約束 ~幼馴染みの甘い執愛~
「雪哉くん、彼女はいないの?」
「ちょ、ちょっと、おかーさん!?」
父に気を取られて油断していた隙を突いて、母が雪哉にとんでもない事を聞いていた。慌てて制止しようとしたが、雪哉が答える方が早かった。
「残念ながら、いないですね」
「あらぁ、こんなモデルさんみたいに格好いいのに、もったいないわねぇ」
母の言葉に、ほっと胸を撫で下ろす。いくら昔馴染みだからと言って、プライベートな事においそれと突っ込んでいくなんて失礼にも程がある。雪哉が母の攻撃を適当にあしらってくれて良かったと思うのも束の間。

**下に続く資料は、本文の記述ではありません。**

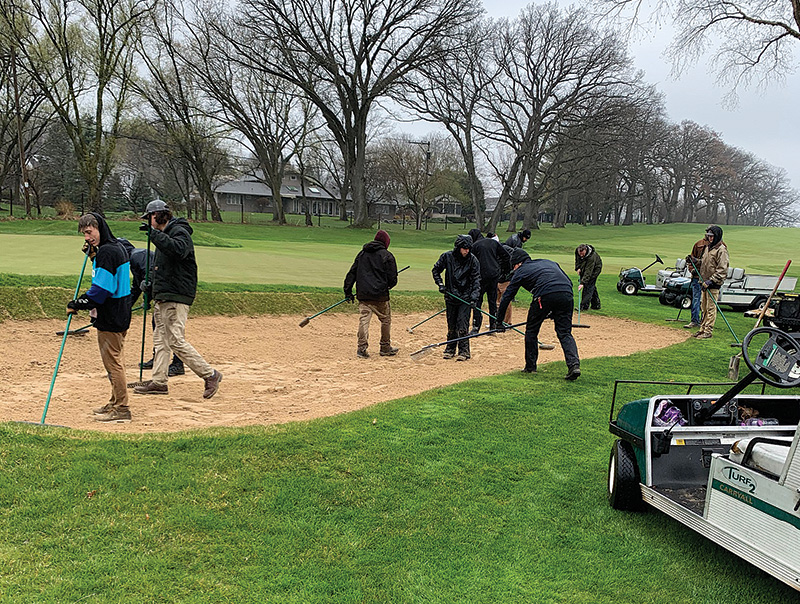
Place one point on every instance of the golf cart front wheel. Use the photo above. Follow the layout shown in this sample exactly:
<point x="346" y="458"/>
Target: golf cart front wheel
<point x="623" y="478"/>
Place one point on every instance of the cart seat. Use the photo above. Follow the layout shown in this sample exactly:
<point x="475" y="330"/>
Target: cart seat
<point x="769" y="457"/>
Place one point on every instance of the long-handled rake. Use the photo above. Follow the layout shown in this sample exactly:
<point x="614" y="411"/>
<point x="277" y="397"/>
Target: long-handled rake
<point x="580" y="296"/>
<point x="413" y="327"/>
<point x="483" y="312"/>
<point x="63" y="342"/>
<point x="305" y="321"/>
<point x="426" y="349"/>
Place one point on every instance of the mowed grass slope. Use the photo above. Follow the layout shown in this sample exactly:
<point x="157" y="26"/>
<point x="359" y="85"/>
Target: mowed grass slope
<point x="487" y="491"/>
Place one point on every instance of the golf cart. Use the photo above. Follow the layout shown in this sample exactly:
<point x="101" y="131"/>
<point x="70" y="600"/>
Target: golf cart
<point x="631" y="280"/>
<point x="726" y="466"/>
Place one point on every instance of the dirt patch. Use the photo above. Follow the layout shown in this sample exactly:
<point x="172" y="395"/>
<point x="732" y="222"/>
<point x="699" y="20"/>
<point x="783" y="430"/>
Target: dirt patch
<point x="274" y="371"/>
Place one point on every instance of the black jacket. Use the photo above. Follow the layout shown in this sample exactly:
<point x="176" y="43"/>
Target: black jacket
<point x="374" y="273"/>
<point x="174" y="274"/>
<point x="493" y="258"/>
<point x="111" y="282"/>
<point x="139" y="268"/>
<point x="462" y="275"/>
<point x="540" y="277"/>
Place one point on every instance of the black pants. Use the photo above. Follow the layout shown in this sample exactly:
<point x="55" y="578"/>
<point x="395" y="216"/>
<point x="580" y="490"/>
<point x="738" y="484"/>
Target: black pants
<point x="589" y="295"/>
<point x="457" y="325"/>
<point x="559" y="308"/>
<point x="488" y="288"/>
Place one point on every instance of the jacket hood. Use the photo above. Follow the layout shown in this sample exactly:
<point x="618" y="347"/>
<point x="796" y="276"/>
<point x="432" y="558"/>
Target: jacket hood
<point x="463" y="241"/>
<point x="717" y="232"/>
<point x="105" y="231"/>
<point x="129" y="247"/>
<point x="518" y="256"/>
<point x="181" y="221"/>
<point x="373" y="246"/>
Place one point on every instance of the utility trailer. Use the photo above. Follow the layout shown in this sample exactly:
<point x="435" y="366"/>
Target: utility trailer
<point x="739" y="290"/>
<point x="725" y="465"/>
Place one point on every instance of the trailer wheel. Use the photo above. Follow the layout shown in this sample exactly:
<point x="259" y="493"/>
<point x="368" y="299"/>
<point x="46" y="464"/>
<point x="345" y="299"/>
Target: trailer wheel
<point x="623" y="478"/>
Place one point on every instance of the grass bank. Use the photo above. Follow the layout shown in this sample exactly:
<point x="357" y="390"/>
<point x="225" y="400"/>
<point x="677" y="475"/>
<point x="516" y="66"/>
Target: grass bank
<point x="487" y="491"/>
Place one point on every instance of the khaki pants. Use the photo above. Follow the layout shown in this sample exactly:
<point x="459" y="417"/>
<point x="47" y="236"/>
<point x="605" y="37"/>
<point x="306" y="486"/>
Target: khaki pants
<point x="112" y="352"/>
<point x="709" y="310"/>
<point x="501" y="289"/>
<point x="168" y="339"/>
<point x="383" y="311"/>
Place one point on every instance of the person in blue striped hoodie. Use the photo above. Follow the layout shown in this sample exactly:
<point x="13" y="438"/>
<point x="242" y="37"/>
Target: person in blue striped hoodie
<point x="108" y="300"/>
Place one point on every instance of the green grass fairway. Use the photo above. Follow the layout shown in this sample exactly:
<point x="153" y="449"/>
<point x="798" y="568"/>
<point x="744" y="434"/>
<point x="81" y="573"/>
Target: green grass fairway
<point x="489" y="491"/>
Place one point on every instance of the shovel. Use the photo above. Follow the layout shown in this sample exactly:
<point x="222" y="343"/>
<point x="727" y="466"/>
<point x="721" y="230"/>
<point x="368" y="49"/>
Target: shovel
<point x="733" y="364"/>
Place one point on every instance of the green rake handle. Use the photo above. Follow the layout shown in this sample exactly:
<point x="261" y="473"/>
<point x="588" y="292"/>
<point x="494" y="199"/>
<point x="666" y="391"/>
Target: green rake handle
<point x="63" y="341"/>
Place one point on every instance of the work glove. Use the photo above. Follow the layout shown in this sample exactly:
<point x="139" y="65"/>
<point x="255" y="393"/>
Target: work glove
<point x="89" y="250"/>
<point x="82" y="303"/>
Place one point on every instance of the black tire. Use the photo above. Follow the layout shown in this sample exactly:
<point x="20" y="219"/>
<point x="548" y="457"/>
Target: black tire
<point x="629" y="288"/>
<point x="758" y="303"/>
<point x="624" y="492"/>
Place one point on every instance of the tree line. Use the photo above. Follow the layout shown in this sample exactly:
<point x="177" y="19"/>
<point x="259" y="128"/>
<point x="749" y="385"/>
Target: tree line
<point x="115" y="101"/>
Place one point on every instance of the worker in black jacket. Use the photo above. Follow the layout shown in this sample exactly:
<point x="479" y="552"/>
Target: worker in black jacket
<point x="140" y="272"/>
<point x="174" y="286"/>
<point x="551" y="289"/>
<point x="374" y="273"/>
<point x="462" y="279"/>
<point x="494" y="262"/>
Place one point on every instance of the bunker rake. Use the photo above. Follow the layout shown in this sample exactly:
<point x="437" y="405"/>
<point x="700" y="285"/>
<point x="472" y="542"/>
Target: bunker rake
<point x="425" y="350"/>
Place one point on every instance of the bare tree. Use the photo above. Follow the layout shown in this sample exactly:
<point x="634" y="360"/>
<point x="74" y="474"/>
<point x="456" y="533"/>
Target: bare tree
<point x="173" y="96"/>
<point x="550" y="66"/>
<point x="449" y="92"/>
<point x="345" y="55"/>
<point x="80" y="55"/>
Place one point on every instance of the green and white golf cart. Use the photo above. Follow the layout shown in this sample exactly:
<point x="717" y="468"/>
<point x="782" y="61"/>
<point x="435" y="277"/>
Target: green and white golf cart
<point x="727" y="465"/>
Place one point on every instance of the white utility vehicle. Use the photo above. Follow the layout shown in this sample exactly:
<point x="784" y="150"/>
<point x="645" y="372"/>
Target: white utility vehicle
<point x="727" y="466"/>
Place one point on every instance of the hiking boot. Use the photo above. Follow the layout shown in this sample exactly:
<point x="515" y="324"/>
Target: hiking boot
<point x="115" y="415"/>
<point x="176" y="369"/>
<point x="150" y="387"/>
<point x="212" y="384"/>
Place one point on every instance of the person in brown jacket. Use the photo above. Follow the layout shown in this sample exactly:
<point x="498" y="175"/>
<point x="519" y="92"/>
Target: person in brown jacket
<point x="692" y="261"/>
<point x="713" y="270"/>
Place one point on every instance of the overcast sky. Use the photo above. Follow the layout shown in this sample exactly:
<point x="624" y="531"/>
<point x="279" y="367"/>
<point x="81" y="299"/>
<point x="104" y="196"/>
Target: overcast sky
<point x="764" y="122"/>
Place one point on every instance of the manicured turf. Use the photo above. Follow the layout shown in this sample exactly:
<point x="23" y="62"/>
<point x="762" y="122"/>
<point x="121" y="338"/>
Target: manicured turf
<point x="487" y="491"/>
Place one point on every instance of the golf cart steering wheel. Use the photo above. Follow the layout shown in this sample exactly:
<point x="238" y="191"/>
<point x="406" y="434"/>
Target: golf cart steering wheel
<point x="778" y="361"/>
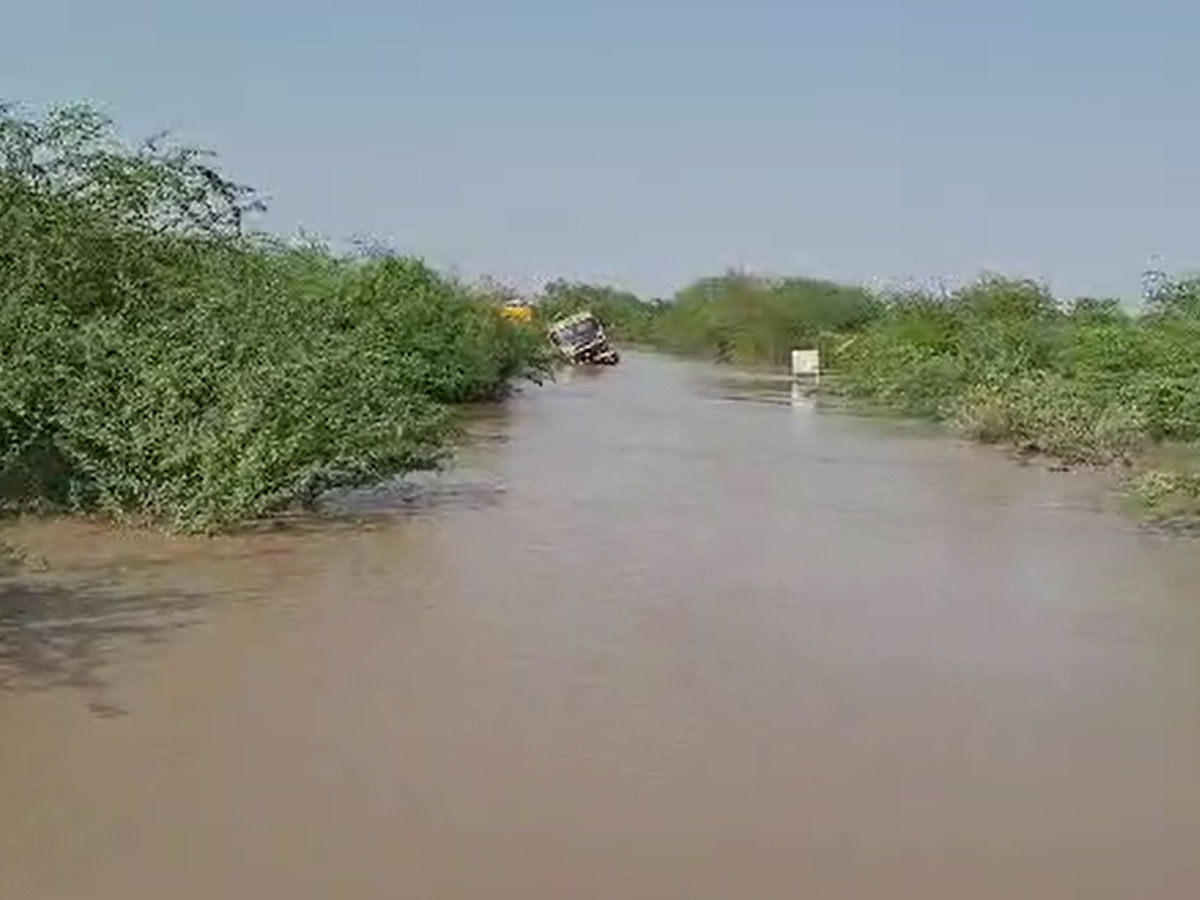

「そうだ、雪哉くん。もしこの先ずっと日本にいるなら、愛梨を嫁にもらってやってくれ」
「おとーーさーーん!!?」
母の数倍の問題発言を零した父に、思わず目を見開いてしまう。
なんて事を言い出すの!
変なこと言うのホントにやめて!
「やだ、お父さんったら。別にアメリカに連れて行っちゃってもいいわよ?」
「おかあぁさあぁん!?!?」
父の発言に母が乗っかる。母の発言を咎めようとしたら、ダイニングセットとお揃いの椅子がガタガタッと激しく動いた。
「この子ったら27歳にもなって、未だに彼氏の1人も連れてこないんだから。もうちょっと女の子らしくしてくれないと、いつまで経っても孫の顔なんて見れないわよ」
母が冗談の中に本気の文句を織り交ぜて愛梨を見つめる。だが、孫の顔を見たい母の願望など今はどうでも良い。
愛梨は爆発物処理班ではない。次から次へと危険な発言ばかり投下されても、処理が追い付かない。
もうほんと勘弁して。
泣きそうな気分でそう思った矢先。
「え? だって愛梨…」
爆弾魔が、さらっと1人増員した。